The injury-wracked end to Nate Jones' White Sox career showed the risk of such extensions. The financial commitment is more or less a drop in the bucket; the bigger toll is the cementing of a roster spot that might be better left fungible.
I’d be more excited about the deal, but the history of White Sox extensions for their own relievers is rough. They don’t do it often because they aren’t a factory for sustainable, high-octane arms, and the deals they’ve gotten done are pitchers whose big payday is a story of survival, and whose subsequent career is more about hanging on. [...]
I can buy [Zack Britton comps]. But I also bought into Jace Fry‘s success in 2018 as fixture material, and his 2019 season was just short of disastrous. That’s why I was ambivalent about keeping Bummer, at least assuming the White Sox had other credible ideas for his innings. For one reason or another, the relievers the Sox build from the ground up tend to have shorter shelf lives.
Bummer has certainly lived down to those fears, faithfully following the path of the Jones after his extension.
To refresh memories, the White Sox signed Jones to a three-year, $8 million contract extension with three club options after the 2015 season. It immediately looked like a steal when he posted a 2.29 ERA over 71 games with the White Sox in 2016, but injuries limited him to a little over 40 innings the following two years.
He finished that 2018 season strong enough for the White Sox to try one of those club options, but he didn't make it out of April before he required season-ending surgery. They ended up trading him to Texas with international money to avoid paying a $1.25 million buyout.
Like Jones, Bummer earned the commitment initially with his own impressive 71-game sample (3.15 ERA, 2.79 FIP). That covered 2020 and 2021, although thanks to the 60-game schedule in 2020, he left maybe only 10 appearances on the table.
The returns have greatly diminished since. He missed months in 2022 due to a lat strain, which also hampered him during the spring training that followed. If it were still dragging him down right now, it wouldn't be a surprise, given that he has a hi-def 10.80 ERA. Bummer occasionally suffers from the bad luck tied to the weakest contact, but he's earning most of his misfortune this time around, especially when it takes him multiple batters to dial in his command.
The White Sox just released Jake Diekman, and now fans are wondering whether any clock is ticking on Bummer. He's roughly owed $9.5 million over the remainder of his term -- $2.8 million or so this year, $5.5 million for 2024, and then a $1.25 million buyout -- which is about three times the size of Diekman's lump sum.

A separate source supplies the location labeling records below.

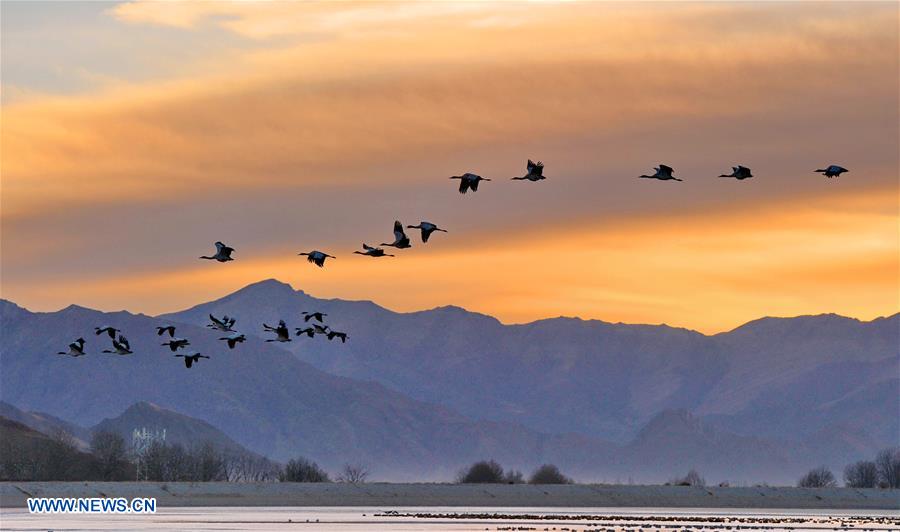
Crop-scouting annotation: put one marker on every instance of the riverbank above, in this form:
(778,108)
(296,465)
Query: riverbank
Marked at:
(186,494)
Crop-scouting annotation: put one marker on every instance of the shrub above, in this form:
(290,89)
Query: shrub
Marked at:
(819,477)
(548,474)
(862,474)
(303,470)
(484,472)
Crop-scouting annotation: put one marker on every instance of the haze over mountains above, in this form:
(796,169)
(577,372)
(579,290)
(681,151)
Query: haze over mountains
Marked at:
(418,395)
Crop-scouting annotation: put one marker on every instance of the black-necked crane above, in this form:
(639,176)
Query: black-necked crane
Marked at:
(426,228)
(401,241)
(335,334)
(739,172)
(372,251)
(120,347)
(663,173)
(282,334)
(233,339)
(223,253)
(832,171)
(177,343)
(108,329)
(313,315)
(317,257)
(469,181)
(308,331)
(223,324)
(189,360)
(76,349)
(535,172)
(167,329)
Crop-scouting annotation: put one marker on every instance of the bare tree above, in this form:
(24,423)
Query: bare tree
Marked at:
(888,463)
(353,474)
(548,474)
(692,478)
(819,477)
(484,472)
(862,474)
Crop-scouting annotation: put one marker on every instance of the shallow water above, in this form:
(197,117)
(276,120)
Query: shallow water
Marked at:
(456,518)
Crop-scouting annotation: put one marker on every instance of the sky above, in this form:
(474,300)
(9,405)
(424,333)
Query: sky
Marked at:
(136,134)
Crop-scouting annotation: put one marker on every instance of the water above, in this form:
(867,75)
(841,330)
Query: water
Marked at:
(456,518)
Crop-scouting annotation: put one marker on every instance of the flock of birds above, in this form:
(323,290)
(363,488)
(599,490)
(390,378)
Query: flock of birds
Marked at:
(467,181)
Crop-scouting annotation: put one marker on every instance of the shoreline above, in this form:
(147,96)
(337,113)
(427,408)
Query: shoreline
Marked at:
(390,495)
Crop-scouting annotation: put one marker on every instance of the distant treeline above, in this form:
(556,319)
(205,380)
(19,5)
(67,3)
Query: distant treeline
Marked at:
(29,455)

But that talk seems premature, if only because Bummer also has an option remaining, according to FanGraphs' Roster Resource. The Sox can replace Bummer with Garrett Crochet at some point this month and frame a Bummer demotion as a rehab stint of sorts, especially if that lat issue truly hasn't been fully resolved. That option usually isn't available for such DFA candidates, so they may as well explore that particular luxury.

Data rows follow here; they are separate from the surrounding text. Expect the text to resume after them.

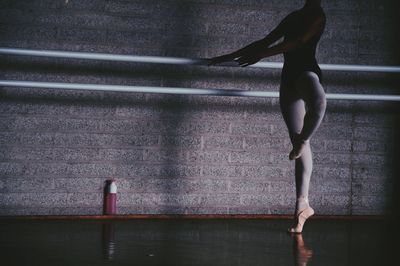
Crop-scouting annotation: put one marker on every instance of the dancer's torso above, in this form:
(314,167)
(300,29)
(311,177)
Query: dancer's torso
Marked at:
(303,58)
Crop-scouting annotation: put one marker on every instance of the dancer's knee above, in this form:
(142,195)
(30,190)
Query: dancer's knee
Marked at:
(319,105)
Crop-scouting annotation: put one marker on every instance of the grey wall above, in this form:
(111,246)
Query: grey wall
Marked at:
(187,154)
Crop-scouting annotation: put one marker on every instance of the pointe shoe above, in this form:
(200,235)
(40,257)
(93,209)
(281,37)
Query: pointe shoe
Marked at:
(297,150)
(301,219)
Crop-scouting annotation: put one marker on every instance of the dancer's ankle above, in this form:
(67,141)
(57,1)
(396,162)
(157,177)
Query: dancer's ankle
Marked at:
(302,203)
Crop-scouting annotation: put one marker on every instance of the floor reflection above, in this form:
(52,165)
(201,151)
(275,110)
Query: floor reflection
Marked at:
(301,253)
(108,241)
(194,242)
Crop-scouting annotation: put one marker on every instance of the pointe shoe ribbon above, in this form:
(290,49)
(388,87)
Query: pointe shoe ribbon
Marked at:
(301,219)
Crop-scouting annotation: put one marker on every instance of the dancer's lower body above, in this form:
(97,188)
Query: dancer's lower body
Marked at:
(303,105)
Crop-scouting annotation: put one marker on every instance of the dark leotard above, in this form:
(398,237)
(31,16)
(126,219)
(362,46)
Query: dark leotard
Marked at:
(301,59)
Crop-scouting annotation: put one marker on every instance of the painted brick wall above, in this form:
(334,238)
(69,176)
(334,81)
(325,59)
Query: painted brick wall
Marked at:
(187,154)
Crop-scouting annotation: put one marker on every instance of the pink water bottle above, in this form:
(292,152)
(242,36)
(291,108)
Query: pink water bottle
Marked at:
(110,198)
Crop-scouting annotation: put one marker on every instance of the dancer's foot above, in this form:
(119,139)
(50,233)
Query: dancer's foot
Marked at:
(298,148)
(302,216)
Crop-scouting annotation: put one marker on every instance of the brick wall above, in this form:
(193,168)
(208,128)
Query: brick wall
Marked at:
(187,154)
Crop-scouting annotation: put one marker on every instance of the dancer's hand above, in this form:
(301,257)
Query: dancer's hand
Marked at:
(219,59)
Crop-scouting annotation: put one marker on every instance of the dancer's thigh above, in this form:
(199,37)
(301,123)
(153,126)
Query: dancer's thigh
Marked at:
(292,108)
(310,88)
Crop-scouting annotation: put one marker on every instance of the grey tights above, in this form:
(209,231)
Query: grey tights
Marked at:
(303,107)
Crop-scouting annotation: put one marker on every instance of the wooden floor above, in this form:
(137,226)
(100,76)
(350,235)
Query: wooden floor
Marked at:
(195,242)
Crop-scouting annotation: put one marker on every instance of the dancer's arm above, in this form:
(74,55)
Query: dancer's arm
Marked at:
(284,46)
(255,47)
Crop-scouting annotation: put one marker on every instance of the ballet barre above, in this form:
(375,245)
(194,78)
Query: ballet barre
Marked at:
(178,90)
(181,61)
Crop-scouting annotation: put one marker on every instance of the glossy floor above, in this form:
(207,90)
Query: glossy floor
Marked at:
(195,242)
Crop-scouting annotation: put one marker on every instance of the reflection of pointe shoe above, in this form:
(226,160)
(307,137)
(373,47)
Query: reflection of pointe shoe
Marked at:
(301,219)
(297,150)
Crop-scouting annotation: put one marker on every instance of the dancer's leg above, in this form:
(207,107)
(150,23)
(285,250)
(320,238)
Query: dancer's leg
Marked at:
(314,95)
(311,91)
(293,111)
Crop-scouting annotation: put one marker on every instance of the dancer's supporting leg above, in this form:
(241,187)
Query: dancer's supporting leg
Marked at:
(301,126)
(313,94)
(293,111)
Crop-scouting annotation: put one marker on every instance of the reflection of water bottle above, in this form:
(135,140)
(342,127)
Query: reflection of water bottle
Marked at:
(110,198)
(108,241)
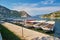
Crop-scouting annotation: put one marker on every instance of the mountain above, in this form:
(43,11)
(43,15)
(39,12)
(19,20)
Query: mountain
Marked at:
(52,15)
(7,13)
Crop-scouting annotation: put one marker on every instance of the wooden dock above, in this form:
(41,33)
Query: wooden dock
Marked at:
(27,33)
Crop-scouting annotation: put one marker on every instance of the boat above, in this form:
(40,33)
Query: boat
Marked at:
(49,26)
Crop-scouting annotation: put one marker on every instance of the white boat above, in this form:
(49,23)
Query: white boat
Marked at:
(49,26)
(39,23)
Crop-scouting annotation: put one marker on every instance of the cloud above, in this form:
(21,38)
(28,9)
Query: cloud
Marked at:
(33,10)
(47,2)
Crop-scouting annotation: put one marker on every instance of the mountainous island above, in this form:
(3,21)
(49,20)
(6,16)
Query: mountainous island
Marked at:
(7,13)
(53,15)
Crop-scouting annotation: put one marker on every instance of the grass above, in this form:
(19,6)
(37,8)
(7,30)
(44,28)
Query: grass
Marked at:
(39,30)
(8,35)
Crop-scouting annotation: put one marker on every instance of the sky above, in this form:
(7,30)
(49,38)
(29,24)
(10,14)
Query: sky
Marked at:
(32,7)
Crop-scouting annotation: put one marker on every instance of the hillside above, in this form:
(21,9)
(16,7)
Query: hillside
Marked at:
(52,15)
(5,12)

(Diekman is joining Tampa Bay on a major-league deal, which either means they see something they can fix, or they see somebody who can sop up appearances for two or three weeks as part of their very active reliever recycling program. For Ethan Katz's sake, let's hope it's the latter.)
Still, the fact that we're even discussing this shows how far Bummer has fallen, and how eyewashy reliever extensions appear to be, especially among setup men. There's a better argument for locking up closers, if only because save totals can severely warp arbitration trajectories, but Bummer and Jones show that even such plus-sized needles are difficult to thread. Relievers have to be really good for a really long time in order for such long-term forecasting to pay off, and if they come up well short of those goals, then there's a lot more sweat and agony involved in letting go.

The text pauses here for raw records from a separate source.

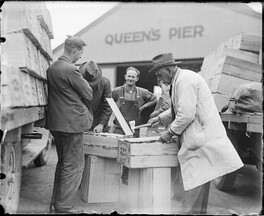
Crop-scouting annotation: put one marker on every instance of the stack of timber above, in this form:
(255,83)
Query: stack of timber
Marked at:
(149,177)
(236,61)
(26,55)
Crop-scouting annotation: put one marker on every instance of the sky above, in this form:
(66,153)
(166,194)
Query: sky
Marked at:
(70,17)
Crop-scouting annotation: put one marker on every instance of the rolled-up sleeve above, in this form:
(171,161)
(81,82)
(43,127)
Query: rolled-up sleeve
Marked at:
(81,86)
(186,104)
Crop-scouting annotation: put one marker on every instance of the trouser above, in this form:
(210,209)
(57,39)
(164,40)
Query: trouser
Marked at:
(69,169)
(194,201)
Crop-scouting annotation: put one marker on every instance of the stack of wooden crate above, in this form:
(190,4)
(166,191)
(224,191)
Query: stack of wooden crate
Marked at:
(236,61)
(26,54)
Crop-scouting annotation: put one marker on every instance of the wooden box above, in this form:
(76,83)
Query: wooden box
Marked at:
(19,16)
(101,144)
(238,68)
(149,191)
(20,52)
(101,177)
(26,89)
(247,42)
(34,91)
(11,87)
(100,181)
(147,152)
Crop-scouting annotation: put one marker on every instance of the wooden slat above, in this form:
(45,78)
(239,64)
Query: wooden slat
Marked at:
(154,149)
(100,151)
(152,161)
(100,181)
(34,148)
(246,118)
(149,190)
(225,84)
(119,116)
(14,118)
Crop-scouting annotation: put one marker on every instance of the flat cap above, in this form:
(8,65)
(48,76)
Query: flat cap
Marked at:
(75,40)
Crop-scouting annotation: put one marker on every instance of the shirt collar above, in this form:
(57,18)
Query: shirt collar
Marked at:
(64,58)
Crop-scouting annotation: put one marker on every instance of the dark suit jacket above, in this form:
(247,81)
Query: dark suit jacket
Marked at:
(101,109)
(69,98)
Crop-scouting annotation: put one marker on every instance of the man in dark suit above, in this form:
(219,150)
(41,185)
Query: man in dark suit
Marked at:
(101,86)
(68,115)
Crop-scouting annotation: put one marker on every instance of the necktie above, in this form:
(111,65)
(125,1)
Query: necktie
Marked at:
(172,108)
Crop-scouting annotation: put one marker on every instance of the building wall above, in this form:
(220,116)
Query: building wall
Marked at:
(139,31)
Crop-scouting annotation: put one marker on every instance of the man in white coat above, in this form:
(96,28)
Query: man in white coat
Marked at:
(206,152)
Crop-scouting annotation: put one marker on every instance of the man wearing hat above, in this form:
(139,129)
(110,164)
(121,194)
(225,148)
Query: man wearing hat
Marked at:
(68,116)
(206,152)
(101,90)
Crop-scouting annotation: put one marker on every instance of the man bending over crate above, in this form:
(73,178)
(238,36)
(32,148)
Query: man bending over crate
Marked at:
(206,152)
(69,115)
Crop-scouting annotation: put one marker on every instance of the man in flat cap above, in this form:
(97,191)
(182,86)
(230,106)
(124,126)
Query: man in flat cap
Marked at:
(101,86)
(69,114)
(206,152)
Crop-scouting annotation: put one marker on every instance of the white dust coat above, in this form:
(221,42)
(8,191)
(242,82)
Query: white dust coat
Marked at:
(206,152)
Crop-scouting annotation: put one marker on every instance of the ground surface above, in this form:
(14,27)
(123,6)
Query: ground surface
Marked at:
(37,183)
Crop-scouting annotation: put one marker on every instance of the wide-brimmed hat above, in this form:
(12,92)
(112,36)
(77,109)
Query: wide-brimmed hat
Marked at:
(162,60)
(91,72)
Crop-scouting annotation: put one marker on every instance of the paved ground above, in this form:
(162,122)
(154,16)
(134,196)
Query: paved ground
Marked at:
(37,185)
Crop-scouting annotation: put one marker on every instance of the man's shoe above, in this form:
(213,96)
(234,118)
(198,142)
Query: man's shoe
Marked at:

And while an extension like Bummer's is small potatoes compared to what the White Sox haven't received on far more sizable commitments to Yoán Moncada and Eloy Jiménez, it nevertheless adds to the number of roster spots that can't be turned over without selling at a considerable loss. Eating a contract here and there can be smart business, but eating one contract after another shows how some of the smarts should show up before future money and roster spots are allocated.